CDXCVIII

A M. CHARLES PONCY, A TOULON

Nohant, 20 octobre 1861.

Enfin, Maurice est revenu sain et sauf et je le tiens depuis huit jours! Il en a mis sept pour faire la traversée de Terre-Neuve à Brest. Il a vu les grands lacs, la grande prairie, les sauvages, le Niagara, les aurores boréales dans le Nord, les brumes de Terre-Neuve, les jardins du Midi pleins de colibris, les champs de bataille, les camps des deux armées, les forêts vierges, que sais-je! C'est une course au clocher, mais, en somme, une course bien intéressante, et il est très content de son voyage.
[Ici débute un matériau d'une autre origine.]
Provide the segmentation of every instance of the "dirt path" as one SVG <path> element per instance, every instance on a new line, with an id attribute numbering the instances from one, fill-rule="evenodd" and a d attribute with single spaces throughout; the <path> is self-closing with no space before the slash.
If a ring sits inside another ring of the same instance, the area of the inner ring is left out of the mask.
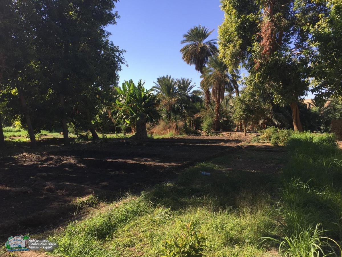
<path id="1" fill-rule="evenodd" d="M 154 139 L 142 145 L 114 139 L 47 147 L 0 160 L 0 240 L 64 223 L 72 217 L 71 203 L 77 197 L 93 193 L 112 199 L 172 179 L 184 167 L 234 150 L 251 137 L 242 135 Z"/>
Il est fort comme un Turc; il a passé brusquement par tous les climats et tous les régimes, sans avoir la plus légère indisposition.

Vous jugez si je suis contente, moi! Je commençais à manquer un peu de courage et de force physique. Je me remets et je vais reprendre mon travail.

Et vous, vous avez bien trotté par cette chaleur! nous en avons eu aussi une fière dose: 35 degrés centigrades à l'ombre pendant tout l'été et encore 25 à présent; une sécheresse fâcheuse pour nos cultures; mais que j'aime bien pour ma consommation personnelle; pas un souffle de vent, et un ciel aussi bleu que le vôtre.

J'ai reçu, par madame Trucy, de bonnes nouvelles de sa famille et de Tamaris. Tout y va bien, même le cher Bou-Maza, dont vous nous avez fait porter le deuil je ne sais pas pourquoi.

Il y a bien longtemps que je veux vous écrire; mais j'ai tant de monde en septembre et en octobre, qu'il n'y a pas moyen de causer avec les absents. La maison ne peut pas désemplir. Mais, en novembre, tout file et on reprend les occupations raisonnables.